Все было кончено — кроме крика, и, видит Бог, крику было немало. Горестные вопли поднялись в стане филистимлян, увидевших внезапную гибель своего силача. Они заметались, описывая лихорадочные круги, собирая снаряжение, и наконец побежали. В тот же миг воины Израиля и Иудеи с буйными восклицаниями посыпались с гор, чтобы накинуться на отступающих филистимлян с топорами, дубинами и оружием рубящим, и гнать их, и поражать по всей дороге Шааримской до Гефа и до самого Аккарона.

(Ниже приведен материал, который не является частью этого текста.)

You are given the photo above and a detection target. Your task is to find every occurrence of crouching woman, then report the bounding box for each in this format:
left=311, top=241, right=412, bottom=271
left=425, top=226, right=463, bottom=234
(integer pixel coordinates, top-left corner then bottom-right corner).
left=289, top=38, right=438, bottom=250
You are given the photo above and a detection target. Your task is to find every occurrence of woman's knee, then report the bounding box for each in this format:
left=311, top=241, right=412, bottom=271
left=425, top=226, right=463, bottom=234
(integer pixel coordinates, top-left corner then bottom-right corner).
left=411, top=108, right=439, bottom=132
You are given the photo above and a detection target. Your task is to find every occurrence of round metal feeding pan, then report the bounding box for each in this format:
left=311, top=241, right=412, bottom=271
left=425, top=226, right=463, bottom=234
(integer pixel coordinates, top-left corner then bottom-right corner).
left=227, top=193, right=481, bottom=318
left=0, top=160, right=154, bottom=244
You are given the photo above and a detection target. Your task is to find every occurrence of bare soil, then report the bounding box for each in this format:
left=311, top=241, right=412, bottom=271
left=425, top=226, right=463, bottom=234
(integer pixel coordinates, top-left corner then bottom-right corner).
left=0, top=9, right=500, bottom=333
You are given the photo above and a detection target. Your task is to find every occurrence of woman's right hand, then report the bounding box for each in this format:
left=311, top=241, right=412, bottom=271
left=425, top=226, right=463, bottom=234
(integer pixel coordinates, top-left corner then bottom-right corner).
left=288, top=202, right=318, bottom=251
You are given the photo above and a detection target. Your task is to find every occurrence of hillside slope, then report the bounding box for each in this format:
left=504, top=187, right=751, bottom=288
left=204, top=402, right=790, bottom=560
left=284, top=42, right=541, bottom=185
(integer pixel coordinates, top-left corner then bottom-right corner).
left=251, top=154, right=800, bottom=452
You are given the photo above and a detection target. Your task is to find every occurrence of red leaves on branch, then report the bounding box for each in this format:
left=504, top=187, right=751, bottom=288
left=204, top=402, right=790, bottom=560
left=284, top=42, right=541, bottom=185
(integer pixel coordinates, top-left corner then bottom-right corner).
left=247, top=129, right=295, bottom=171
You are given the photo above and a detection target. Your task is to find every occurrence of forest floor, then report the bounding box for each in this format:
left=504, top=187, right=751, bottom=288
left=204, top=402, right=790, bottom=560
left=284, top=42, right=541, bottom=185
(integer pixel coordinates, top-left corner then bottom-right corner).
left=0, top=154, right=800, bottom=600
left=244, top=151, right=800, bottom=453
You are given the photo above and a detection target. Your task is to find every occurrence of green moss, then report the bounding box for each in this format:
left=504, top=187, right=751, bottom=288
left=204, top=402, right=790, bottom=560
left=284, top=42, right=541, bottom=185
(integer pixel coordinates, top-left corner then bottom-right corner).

Я, со своей стороны, рисковать не желал. Я стоял, опасливо глядя на павшего великана. Прошла целая минута, ни малейших признаков жизни он не подавал, и тогда я бросился вперед, пробежал расстояние, все еще отделявшее меня от его неподвижного тела, вытащил его меч из ножен и, чтобы уж больше ни о чем не тревожиться, отсек ему голову. Теперь я, по крайней мере, мог с уверенностью сказать, что он убит. Варварство? Подумаешь! Не забывайте, времена стояли первобытные. С Саулом и Ионафаном да и с другими двумя его сыновьями филистимляне, обнаружив их павшими на горе Гелвуйской, обошлись еще и похуже, разве нет? Воткнули Саулову голову в храме Дагона. А трупы остальных повесили на внешней стене своего укрепленного города Беф-Сана, где те и висели, пока сильные люди Иависа Галаадского не пришли ночью, не сняли тела и не похоронили с почтеньем кости их, чтобы прекратить святотатство. В сравнении с этим я выглядел воплощением мягкосердечия. Мне нужно было вернуться с головой Голиафа — в качестве трофея. Все остальное, разумеется, предназначалось птицам небесным и зверям полевым. Разве не сам он сказал, что именно так со мной и поступит?